Мандельштам с поразительной проницательностью заметил ведущую роль редактора в новой школе перевода. Он назвал то, что делает редактор, не правкой, а дезинфекцией текста9. Редактор, несомненно, исправляет какие-то грубые ошибки, которые встречаются у малоквалифицированных переводчиков, но здесь бы и кончить! А он заодно вычеркивает и то, что принадлежит живому, самому живому в тексте. На живое у редакторов была большая аллергия, они мгновенно чувствовали: здесь что-то не то. И это «не то» нужно стерилизовать или дезинфицировать. И вот, придя в 70-е годы в издательство, я застала плановую редакторскую школу перевода в действии. Редактор, как и во времена Мандельштама, работая с текстом перевода, не сверял его с оригиналом! Никогда я не видела, чтобы, обсуждая какой-то перевод, ссылались на оригинал (или даже на подстрочник, поскольку часто предлагалось переводить с языка, неизвестного ни переводчику, ни редактору). Правке подвергался русский текст перевода. А с чем же тогда его сверяли? Во всяком случае, не с исходным текстом. Допустим, я предлагаю переводы из Эмили Дикинсон, и редактор мгновенно замечает: «Какие плохие рифмы!» Я отвечаю: «Но Вы знаете, у самой Эмили Дикинсон рифма не очень…» Это ничего не значило! Просто «плохую», условную рифму нельзя было употреблять в переводе; для читателя мы должны были повышать класс мастерства автора, которого мы переводим. Вот это меня удивляло даже в моей не слишком ученой юности: где же оригиналы, на каком основании правится переводной текст? Оказывается, так было уже и в 20-е годы. Хотя редакторы, о которых говорит Мандельштам, были куда более квалифицированными. Конечно, не только рифма: и ритм не мог быть слишком «неправильным» или «капризным»… Что об этом думал автор, нас не касается. У нас есть норма. С нормой все и сверялось. Норму эту стоило бы описать в деталях.

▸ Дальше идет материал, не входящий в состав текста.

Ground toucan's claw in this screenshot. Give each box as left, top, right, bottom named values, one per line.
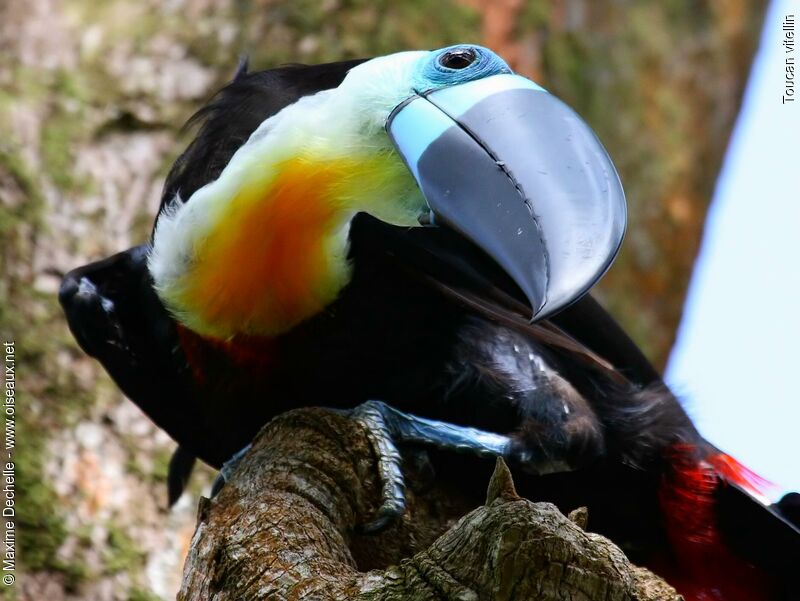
left=210, top=443, right=252, bottom=498
left=345, top=400, right=513, bottom=533
left=347, top=401, right=407, bottom=533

В редактуре стихотворных переводов одно из главных мест занимала рифма. Это была какая-то фетишизированная часть стихотворного ремесла: первым делом смотрели на правый край строки. При этом само понятие точной/неточной рифмы было весьма условным. Мне приходилось приносить, например, томик Лермонтова, чтобы открыть его и на любой странице показать, что вот эта «неточная» рифма (типа «мою – люблю») использовалась в самой что ни на есть классической русской поэзии. Так что это был какой-то особый конструкт – точная рифма. И надо сказать, что рифма в переводе – это самый опасный инструмент. Я думаю, именно обязательности рифмы, и к тому же «точной» рифмы, мы обязаны языковым и смысловым уродством многих стихотворных переводов. Ведь это простейший навык рифмоплета – подгонка под рифму. Его отлично описал Достоевский в стихах Лебядкина. «Нерукотворное нутро» – той же породы, что его «мухоедство».

Два маленьких мемуара о рифме. Первый. В коридорах Худлита два редактора при мне обсуждали какой-то перевод из Байрона: им не понравилась рифма «прости – уйди». Неточная рифма. И тогда один другому предложил: «А давай вместо “уйди” поставим – “закрой пути”!» То, что Байрону – да и любому нормальному поэту – во сне не приснилось бы такое словосочетание, ничего не значило. Таким образом и издавались под именем Байрона или Гёте тексты, которые не мог бы себе позволить начинающий стихотворец. Но рифма в них всегда была точная.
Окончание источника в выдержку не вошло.